The burden of ischemic heart disease in end‐stage renal disease

Cardiac disease is the major cause of death in dialysis patients, accounting for about 45% of all‐cause mortalities [1]. Approximately 20% of cardiac deaths are attributed to acute myocardial infarction (AMI) [1]. In the United States, the greatest increase in treated end‐stage renal disease (ESRD) has occurred in patients with the highest risk for cardiovascular disease, older patients and those with diabetic nephropathy. There were an estimated 281 000 dialysis patients in 2000, with a projected number of 520 000 U.S. dialysis patients by 2010 [2]. The burden of ischaemic heart disease in ESRD patients has been confirmed by the European Dialysis and Transplant Association (EDTA) registry. In the United Kingdom, the all‐age death rate from myocardial ischaemia and AMI for patients commencing renal replacement therapy in 1985 to 1990 was 16.6‐fold greater in men and 17.7‐fold greater in women, compared to the general population [3]. With this increasing burden of cardiovascular disease in dialysis patients, the number of cardiac events in ESRD patients is certain to increase.

The pathogenesis of vascular lessions

Chronic renal failure, a condition plagued by extraordinary cardiovascular risk, has been justly deemed a ‘vasculopathic state’ [4]. A host of potentially modifiable risk factors contributing to accelerated cardiovascular morbidity and mortality in renal patients (both pre‐ESRD and ESRD) include hypertension, dyslipidaemia, hyperglycaemia, smoking, physical inactivity, enhanced thrombogenicity, and hyperhomocystinaemia. The development of left ventricular hypertrophy may be promoted by anaemia and vascular non‐compliance. Aortic stiffness is an independent predictor of cardiovascular and all‐cause death in dialysis patients [5]. Premature coronary artery calcification has been detected in young dialysis patients, and the metabolic milieu of ESRD, including elevated calcium–phosphorus product, may be implicated [6]. Vascular endothelial dysfunction is likely to contribute to the expression of atherosclerotic disease, and even a single haemodialysis run may adversely affect endothelial function [7]. In diabetic patients, hyperglycaemia may cause endothelial dysfunction by promoting the formation of advanced glycation end products, which may oppose nitric oxide‐mediated endothelium‐dependent relaxation [8]. The composition of coronary plaques in patients with ESRD may be qualitatively different, with increased media thickness and marked calcification of the affected coronary arteries compared with non‐renal patients [9,10].
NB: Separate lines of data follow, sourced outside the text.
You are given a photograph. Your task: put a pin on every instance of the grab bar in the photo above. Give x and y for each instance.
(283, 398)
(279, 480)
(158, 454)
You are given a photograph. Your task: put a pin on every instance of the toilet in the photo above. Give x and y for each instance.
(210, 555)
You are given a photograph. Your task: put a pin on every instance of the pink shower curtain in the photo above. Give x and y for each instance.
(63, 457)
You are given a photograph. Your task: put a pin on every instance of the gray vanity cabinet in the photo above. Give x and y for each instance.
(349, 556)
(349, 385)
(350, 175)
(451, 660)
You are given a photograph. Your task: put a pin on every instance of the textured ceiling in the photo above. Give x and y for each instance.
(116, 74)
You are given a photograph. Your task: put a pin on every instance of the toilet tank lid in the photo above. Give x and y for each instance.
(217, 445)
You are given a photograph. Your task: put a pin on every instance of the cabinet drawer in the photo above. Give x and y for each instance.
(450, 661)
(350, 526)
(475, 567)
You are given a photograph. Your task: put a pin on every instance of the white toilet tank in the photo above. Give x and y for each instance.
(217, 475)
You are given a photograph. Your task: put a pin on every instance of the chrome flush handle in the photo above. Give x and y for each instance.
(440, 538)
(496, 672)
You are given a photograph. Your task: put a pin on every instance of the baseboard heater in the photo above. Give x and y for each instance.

Mortality of dialysis and cardiac death

The largest cause of cardiac death identified in the United States Renal Data System (USRDS) database is ‘cardiac arrest, cause unknown’, which accounted for 47% of all cardiac deaths in U.S. dialysis patients from 1996 to 1998 [1]. The presence of left ventricular hypertrophy and the concomitant occurrence of abnormalities in myocardial ultrastructure and function, including interstitial fibrosis, decreased perfusion reserve, and diminished ischaemia tolerance [1114], may make ESRD patients particularly vulnerable to sudden cardiac death. The unnatural prescription of routine haemodialysis schedules (usually thrice weekly in the United States) may also contribute to increased cardiac death, based on Bleyer et al.'s finding that significantly higher cardiac mortality occurs on a Monday or Tuesday [15]. It is unclear when these excess deaths temporally occur in relation to the scheduled haemodialysis run. It is tempting to implicate the non‐physiological effects of rapid volume and electrolyte shifts, but these can only be partly to blame as the cardiac death rate (158 deaths/1000 patient years) of diabetic patients receiving peritoneal dialysis (without the attendant rapid volume changes) is actually higher than for diabetic haemodialysis patients (126 deaths/1000 patient years) [1]. Preliminary data indicate worse long‐term survival after AMI for patients receiving peritoneal vs haemodialysis. In a comorbidity‐adjusted Cox model, the risk of all cause death after AMI was 19% lower for haemodialysis vs peritoneal dialysis [16]. The favourable Tassin (France) experience with long‐duration dialysis offers one scenario for better cardiovascular outcomes in ESRD patients. Hopefully, this entire issue relating to the control of volume status on cardiovascular survival will be clarified by a randomized, prospective trial of conventional vs long‐duration dialysis in a contemporary population of high cardiovascular risk dialysis patients.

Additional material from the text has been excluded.